Da es trotz Vorhersage immer noch nicht regnet, beschließen wir nochmals die Magnificent Mile zu begehen. Unheimliche Menschenmassen bewegen sich in beide Richtungen und wir lassen uns einfach mit treiben, hier ein paar Straßenmusiker (z.B. zwei Trommler, die aus Plastikeimern die unglaublichsten Klänge zaubern), dort ein Pantomime, voll gepackte Einkaufstaschenträger, Kutschen, Bettler, Touristen mit Stadtplänen … hier tobt der Bär und es macht einfach Spaß das alles auf sich einwirken zu lassen. Am John Hancock Observatory spielt diesmal eine Bluesband, und wir stehen mit vielen anderen Menschen dabei, wippen mit den Füßen und atmen Großstadtatmosphäre.

Hochzeitsfoto im Trubel
Hochzeitsfoto im Trubel
Menschen, Menschen, Menschen
Menschen, Menschen, Menschen
Straßentrommler
Straßentrommler

Nichtsdestotrotz – Morgen geht der Flieger, und wir müssen unsere vielen Einkäufe und die Schmutzwäsche in handliche 23-Kilo Koffer packen. Also zurück ins Hotel und fleißig packen.
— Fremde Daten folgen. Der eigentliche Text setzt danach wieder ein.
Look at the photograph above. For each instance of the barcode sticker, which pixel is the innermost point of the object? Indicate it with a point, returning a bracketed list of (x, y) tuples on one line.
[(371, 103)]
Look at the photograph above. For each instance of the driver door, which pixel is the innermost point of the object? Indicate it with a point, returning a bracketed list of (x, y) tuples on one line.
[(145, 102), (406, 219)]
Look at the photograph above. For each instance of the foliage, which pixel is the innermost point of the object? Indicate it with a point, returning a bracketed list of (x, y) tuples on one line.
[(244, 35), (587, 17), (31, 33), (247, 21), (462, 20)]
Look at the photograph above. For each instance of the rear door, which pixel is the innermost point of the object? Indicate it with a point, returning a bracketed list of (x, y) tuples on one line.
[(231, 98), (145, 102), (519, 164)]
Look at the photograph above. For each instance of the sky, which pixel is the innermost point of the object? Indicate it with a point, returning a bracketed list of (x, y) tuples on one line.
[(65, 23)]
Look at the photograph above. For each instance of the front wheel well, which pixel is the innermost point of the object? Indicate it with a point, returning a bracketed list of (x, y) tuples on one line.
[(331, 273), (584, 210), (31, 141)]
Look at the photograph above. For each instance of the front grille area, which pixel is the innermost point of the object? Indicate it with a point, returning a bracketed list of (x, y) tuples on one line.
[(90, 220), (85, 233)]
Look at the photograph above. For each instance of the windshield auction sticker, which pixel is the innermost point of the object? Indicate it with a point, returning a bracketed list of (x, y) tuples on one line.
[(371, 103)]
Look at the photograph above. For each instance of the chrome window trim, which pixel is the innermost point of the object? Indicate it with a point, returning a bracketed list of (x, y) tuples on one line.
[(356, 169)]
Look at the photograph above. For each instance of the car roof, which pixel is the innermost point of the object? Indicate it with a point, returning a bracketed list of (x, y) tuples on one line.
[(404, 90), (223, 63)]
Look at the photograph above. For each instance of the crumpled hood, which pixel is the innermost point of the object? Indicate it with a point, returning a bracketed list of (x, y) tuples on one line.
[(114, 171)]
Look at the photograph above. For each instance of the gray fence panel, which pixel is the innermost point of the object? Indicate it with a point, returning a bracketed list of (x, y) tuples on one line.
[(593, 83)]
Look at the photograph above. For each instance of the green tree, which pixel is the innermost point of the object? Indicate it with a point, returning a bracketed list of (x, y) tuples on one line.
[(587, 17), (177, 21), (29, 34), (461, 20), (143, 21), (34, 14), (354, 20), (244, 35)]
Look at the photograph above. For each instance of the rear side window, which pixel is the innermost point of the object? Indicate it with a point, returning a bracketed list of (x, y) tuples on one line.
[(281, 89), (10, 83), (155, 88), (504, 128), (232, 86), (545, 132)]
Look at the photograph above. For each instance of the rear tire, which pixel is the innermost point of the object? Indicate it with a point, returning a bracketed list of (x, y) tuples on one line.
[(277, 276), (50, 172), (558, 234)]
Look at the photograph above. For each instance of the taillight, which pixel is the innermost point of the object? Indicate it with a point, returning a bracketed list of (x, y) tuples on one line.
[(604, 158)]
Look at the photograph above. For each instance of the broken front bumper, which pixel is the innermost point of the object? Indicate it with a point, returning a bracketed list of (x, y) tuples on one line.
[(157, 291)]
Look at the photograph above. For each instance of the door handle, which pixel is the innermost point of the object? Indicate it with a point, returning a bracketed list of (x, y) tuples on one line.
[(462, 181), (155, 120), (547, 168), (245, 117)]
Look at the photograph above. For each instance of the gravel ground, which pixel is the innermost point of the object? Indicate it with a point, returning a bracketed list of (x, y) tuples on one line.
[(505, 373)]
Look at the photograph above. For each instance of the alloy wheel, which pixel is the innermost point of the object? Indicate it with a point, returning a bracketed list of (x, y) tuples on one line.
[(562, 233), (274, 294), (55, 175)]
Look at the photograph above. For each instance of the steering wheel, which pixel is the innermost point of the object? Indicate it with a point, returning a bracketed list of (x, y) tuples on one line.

Nur gut, dass wir daheim eine kleine Kofferwage für unterwegs gekauft haben. So ist es für uns einfach, das Gepäck zu koordinieren und nach einer kleinen Irritation, weil wir unsere Navi-Tante nicht mehr gefunden haben und wir deswegen alles noch mal auspacken mussten (bis sie dann in der Seitentasche der neu gekauften Tasche auftauchte), ging es dann zum letzten Abendessen in Chicago Downtown. Nachdem uns die vielen Schickimicki-Lokale des Umkreises nicht gefallen haben, landeten wir im Hotelrestaurant, in dem wir dann auch die Spezialität Chicagos, die Deep Dish Pizza, probierten. Puuuuh – so ein kleines Teil, das dann aber soooooo satt macht. Das Lokal war leider recht leer, und im Hintergrund sprach in einem der vielen Fernsehgeräte, Barack Obama. Die beiden jungen Bedienungen hörten gebannt zu, und Jutta und ich fragten uns, ob junge Menschen wohl auch so interessiert wären, wenn bei uns Frau Merkel oder Herr Köhler eine ihrer Reden halten würde.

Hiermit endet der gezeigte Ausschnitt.